Dieser Künstler hat Bremen 2020 ein Rätsel beschert

Am helllichten Tag stellt der anonyme Künstler eine große Bronze-Skulptur in den Wallanlagen auf – und wird schnell als Bremsky bekannt. Es bleibt nicht bei einer Kunstaktion.

In einem Park steht eine Statue von einem Mann aus Bronze, der einen Einkaufswagen schiebt.
Diese Skulptur ist der erste Streich des Bremer Künstlers, der unter dem Pseudonym Mohamed Smith arbeitet.
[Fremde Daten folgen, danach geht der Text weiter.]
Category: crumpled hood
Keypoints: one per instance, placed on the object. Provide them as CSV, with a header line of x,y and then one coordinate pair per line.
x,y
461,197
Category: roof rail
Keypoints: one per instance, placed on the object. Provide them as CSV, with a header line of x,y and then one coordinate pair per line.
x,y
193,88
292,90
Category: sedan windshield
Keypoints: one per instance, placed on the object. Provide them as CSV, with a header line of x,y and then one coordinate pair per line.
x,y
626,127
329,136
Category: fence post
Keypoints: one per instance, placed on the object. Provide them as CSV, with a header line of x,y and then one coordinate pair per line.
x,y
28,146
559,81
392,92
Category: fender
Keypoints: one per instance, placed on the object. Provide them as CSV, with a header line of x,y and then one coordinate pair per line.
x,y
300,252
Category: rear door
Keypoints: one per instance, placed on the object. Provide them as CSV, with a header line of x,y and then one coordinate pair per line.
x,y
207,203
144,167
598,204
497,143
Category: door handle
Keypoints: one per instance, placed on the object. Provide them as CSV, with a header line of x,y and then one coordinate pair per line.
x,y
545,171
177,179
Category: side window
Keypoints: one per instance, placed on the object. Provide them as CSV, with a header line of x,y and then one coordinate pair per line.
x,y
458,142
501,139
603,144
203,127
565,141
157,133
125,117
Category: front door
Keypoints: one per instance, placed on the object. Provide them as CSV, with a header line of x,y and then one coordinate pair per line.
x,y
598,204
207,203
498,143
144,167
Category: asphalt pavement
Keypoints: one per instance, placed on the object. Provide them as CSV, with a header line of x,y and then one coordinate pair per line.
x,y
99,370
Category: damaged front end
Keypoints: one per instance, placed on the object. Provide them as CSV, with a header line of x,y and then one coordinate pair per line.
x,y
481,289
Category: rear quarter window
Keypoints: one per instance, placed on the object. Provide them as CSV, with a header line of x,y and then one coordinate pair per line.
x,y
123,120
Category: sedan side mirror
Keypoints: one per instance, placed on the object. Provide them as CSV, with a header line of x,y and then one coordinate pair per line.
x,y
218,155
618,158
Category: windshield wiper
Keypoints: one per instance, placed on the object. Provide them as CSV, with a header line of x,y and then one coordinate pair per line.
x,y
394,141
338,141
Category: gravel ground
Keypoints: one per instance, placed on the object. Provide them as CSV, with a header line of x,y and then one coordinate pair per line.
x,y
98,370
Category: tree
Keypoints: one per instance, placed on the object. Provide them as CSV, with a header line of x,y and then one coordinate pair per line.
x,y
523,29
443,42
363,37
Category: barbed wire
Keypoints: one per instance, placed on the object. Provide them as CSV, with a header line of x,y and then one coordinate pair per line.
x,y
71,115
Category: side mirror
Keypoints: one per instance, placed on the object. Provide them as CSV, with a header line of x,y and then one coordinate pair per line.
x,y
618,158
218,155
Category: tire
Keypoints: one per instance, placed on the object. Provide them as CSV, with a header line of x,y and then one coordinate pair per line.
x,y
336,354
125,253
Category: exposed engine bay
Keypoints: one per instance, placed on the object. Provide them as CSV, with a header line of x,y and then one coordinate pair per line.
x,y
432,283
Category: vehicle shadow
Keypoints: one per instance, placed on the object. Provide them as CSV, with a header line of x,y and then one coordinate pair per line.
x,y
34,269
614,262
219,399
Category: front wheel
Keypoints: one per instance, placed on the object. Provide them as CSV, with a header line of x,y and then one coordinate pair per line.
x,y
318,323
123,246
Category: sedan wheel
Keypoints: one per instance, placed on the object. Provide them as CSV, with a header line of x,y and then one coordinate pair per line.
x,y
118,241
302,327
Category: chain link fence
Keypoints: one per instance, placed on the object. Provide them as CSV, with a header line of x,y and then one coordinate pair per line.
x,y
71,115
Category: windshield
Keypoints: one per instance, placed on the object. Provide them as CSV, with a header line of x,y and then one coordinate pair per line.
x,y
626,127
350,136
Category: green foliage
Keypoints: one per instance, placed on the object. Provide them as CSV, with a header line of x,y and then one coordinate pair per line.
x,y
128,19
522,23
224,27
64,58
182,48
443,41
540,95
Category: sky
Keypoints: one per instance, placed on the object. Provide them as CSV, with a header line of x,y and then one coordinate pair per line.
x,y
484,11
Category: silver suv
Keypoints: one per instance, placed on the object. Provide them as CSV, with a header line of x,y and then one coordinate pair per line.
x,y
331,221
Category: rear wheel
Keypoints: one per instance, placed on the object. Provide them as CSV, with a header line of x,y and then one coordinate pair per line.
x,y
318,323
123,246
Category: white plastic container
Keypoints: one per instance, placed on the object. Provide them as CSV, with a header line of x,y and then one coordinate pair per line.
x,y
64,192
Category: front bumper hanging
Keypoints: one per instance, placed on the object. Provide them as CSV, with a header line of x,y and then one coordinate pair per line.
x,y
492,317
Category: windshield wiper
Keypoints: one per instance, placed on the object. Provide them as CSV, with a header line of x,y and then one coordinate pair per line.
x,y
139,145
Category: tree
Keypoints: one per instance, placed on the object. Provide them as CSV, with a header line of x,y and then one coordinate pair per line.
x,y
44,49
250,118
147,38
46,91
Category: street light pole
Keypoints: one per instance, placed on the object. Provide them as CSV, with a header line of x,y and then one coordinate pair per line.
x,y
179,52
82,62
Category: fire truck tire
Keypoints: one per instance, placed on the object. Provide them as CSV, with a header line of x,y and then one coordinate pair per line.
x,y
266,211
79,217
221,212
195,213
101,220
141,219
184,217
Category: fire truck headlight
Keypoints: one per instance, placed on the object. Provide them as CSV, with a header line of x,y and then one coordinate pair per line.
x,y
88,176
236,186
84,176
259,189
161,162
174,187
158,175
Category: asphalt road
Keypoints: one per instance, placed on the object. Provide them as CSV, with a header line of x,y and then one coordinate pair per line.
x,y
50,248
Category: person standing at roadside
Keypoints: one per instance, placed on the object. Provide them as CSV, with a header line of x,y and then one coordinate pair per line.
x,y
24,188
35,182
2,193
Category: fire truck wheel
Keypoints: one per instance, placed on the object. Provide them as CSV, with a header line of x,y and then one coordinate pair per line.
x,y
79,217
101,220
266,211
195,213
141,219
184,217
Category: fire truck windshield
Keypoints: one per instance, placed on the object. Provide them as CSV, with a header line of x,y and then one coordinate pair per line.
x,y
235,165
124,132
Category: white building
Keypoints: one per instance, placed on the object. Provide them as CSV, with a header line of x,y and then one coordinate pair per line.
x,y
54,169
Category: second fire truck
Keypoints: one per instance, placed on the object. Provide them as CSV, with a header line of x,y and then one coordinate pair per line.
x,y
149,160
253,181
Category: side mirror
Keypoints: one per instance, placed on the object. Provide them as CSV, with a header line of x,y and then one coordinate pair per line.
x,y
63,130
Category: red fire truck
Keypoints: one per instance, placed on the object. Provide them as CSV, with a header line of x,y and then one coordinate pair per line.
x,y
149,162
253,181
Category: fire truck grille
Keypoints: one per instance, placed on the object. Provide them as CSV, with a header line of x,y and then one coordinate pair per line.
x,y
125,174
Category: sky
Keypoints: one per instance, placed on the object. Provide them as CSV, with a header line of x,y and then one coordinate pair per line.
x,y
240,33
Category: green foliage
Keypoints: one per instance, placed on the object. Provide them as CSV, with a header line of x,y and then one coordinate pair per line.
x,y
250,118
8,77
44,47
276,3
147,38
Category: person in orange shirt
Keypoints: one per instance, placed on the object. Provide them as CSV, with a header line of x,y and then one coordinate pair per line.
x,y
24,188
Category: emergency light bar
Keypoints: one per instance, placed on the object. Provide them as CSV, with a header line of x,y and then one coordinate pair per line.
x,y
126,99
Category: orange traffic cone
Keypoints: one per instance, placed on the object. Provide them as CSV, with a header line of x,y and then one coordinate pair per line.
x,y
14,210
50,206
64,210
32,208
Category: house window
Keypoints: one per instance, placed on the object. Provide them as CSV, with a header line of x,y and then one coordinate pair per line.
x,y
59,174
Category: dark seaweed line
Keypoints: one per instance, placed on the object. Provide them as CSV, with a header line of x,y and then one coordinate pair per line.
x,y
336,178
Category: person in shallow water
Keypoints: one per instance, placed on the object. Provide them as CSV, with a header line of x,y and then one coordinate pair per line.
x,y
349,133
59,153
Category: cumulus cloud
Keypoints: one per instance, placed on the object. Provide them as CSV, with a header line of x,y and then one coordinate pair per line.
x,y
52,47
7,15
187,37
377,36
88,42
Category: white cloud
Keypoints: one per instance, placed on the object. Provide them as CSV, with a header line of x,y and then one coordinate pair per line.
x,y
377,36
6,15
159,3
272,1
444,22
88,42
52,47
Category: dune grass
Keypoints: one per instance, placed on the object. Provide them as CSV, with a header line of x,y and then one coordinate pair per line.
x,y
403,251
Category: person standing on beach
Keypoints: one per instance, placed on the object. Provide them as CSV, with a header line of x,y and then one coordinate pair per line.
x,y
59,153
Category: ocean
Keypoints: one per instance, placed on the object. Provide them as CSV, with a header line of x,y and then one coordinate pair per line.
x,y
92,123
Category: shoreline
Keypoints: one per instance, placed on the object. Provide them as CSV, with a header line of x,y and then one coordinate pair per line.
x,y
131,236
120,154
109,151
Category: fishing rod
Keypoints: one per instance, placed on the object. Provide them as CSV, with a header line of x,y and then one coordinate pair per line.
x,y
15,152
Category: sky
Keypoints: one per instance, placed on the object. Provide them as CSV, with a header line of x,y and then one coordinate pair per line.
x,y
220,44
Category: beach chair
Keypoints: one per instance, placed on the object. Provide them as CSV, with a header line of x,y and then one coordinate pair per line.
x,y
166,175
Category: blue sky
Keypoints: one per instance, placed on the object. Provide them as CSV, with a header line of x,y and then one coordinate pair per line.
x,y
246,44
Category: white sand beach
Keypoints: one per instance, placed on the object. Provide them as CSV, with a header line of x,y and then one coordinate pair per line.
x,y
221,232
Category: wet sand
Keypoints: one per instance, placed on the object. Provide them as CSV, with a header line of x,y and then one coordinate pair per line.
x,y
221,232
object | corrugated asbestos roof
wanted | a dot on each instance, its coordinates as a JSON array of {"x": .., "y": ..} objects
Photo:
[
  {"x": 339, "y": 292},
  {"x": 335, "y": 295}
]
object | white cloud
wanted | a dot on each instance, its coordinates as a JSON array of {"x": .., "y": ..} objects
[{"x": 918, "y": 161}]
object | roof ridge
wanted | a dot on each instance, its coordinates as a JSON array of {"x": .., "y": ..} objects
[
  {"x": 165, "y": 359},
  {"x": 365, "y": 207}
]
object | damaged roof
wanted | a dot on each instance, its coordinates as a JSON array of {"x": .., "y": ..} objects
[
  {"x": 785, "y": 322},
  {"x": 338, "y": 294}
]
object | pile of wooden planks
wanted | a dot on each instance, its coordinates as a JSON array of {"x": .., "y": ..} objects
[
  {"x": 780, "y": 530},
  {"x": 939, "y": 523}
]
Bild: Radio Bremen

Im Mai sorgt ein unbekannter Künstler in Bremen zum ersten Mal für Aufsehen und ist seitdem als "Bremsky" bekannt: Er stellt eine Bronze-Skulptur in den Wallanlagen auf. Ein alter Mann, der einen Einkaufswagen vor sich herschiebt. Er ist gebeugt und scheint vom Leben gezeichnet. Das Besondere an der Kunst – sie ist ohne Genehmigung aufgestellt worden. Am helllichten Tag, wie buten un binnen herausfindet. Ohne, dass irgendwer eingeschritten ist.

Der Bronze-Mann bleibt Bremen erhalten, sichert das Kulturressort zu. Eine Zeit lang verschwindet der Bronze-Mann hinter einem Bauzaun, weil die Standfestigkeit der Skulptur noch einmal überprüft und nachgebessert wird.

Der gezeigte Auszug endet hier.